Scientists for decades have applied similar “phenotypic selection” methods to libraries of standard small-molecule compounds. But the antibody libraries that can be used with the new method are orders of magnitude larger, making them much more likely to contain members that can achieve a desired result in cells.
“Small-molecule libraries generally contain only tens to hundreds of thousands of compounds, whereas with this method we can use libraries with more than a billion distinct antibodies,” said Jia Xie, a staff scientist in the Lerner laboratory who was first author of the new study.
The new method gives scientists more power not only to find new antibody-based therapies, but also to discover the biological pathways through which they work-pathways that may turn out to be more easily and cheaply targeted by small-molecule drugs.
Earlier this year, Lerner, Xie and their colleagues reported using the new method to find an antibody that can perform the remarkable trick of turning bone marrow cells into young brain cells, via a previously unknown signaling mechanism.
For the new study, the team set out to do a proof-of-principle selection of antibodies that can bring about a different effect: protecting cells against an otherwise certain death. In this case, the agent of death was a rhinovirus, a respiratory virus that is the most common cause of ordinary colds. This rhinovirus reliably kills HeLa cells, a line of human-derived cells that have long been used in studies of viral infection.
Evolving a Discovery, Round by Round
To begin, the team used harmless lentiviruses to distribute the genes for about 100 million distinct antibodies among a similar number of HeLa cells, and later exposed the cells to the rhinovirus. So lethal was this virus to the HeLa cells that nearly every cell soon died, overwhelmed by the infection despite any protective effect from antibodies they harbored.
To detect a protective effect, Xie and his colleagues knew that he would have to make the selection process less drastic. Thus, for the next test, instead of selecting cells that survived – for none would have survived – they selected cells that showed delayed signs of impending death. The researchers then harvested the antibody genes these cells contained, and distributed them among a fresh set of cells. In this way, they reasoned, the genes for the antibodies that had exerted a protective effect would become more abundant within the cells.
Xie and his colleagues took the cells through three of these selection rounds – each requiring about ten days of working and waiting – but saw dismayingly few signs of progress. “The cells that had been infected with our antibody library still showed marginal to undetectable differences from the control cells,” he said.
Then in the fourth round, the protective antibodies became abundant enough to bring about a dramatic change: almost all the antibody-containing cells survived, whereas all the control cells died.
The protection turned out to come from just two antibodies out of the original pool of roughly 100 million.

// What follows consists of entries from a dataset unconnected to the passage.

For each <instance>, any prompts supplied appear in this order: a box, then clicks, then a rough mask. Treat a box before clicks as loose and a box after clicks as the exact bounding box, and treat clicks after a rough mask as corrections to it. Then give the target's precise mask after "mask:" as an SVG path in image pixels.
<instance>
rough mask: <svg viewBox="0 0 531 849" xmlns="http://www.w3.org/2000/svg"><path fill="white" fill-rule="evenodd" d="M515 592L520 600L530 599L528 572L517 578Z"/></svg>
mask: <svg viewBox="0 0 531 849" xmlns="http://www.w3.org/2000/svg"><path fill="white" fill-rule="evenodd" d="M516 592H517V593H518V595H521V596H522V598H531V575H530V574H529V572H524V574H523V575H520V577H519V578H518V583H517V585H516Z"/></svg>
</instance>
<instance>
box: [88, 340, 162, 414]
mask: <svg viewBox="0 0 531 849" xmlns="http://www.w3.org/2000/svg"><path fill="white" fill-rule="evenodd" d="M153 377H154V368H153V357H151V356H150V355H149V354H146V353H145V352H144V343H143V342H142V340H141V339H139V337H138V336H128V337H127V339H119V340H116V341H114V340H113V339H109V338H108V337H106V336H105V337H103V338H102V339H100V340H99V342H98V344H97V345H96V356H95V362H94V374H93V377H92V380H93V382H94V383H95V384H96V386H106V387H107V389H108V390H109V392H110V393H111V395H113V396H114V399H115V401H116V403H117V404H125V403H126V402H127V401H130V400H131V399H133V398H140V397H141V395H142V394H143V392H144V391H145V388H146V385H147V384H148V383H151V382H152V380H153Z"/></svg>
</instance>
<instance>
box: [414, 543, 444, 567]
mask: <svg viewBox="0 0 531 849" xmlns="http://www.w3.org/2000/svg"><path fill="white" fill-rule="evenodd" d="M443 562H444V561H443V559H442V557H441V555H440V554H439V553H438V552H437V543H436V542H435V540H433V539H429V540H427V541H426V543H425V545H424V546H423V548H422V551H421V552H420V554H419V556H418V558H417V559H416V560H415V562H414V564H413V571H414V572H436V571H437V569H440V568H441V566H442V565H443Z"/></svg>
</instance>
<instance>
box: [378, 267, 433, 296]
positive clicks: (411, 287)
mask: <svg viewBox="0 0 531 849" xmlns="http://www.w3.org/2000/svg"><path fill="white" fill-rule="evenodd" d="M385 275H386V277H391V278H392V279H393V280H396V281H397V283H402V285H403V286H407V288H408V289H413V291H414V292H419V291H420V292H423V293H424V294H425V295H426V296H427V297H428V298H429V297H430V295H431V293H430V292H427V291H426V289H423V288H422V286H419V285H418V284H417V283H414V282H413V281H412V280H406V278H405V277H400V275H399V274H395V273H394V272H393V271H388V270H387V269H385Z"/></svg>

The team determined that both these antibodies protected the cells by attaching to the 3C protease, a rhinovirus enzyme, in ways that hindered its infection-enabling activity.
In principle, if further tests bear out the protective effects of the two antibodies, then optimized versions of them, or small-molecule drugs that hit the same target, could be developed as treatments for rhinovirus infections.
But Xie noted that the study was mainly about demonstrating the usefulness of this broad new method.
“It’s a fast, economical, multi-round selection scheme that enables scientists to identify functional antibodies from an unusually big library,” he said. “As long as we have a way to detect and select a desired phenotype in the test cells, this method lets us fish out the antibodies that can make the phenotype happen.”
The study also shows the power of the new method to illuminate biological pathways that mediate disease – in this case the activity of the rhinovirus 3C protease. Moreover, it offers unprecedented insight into the selection process itself.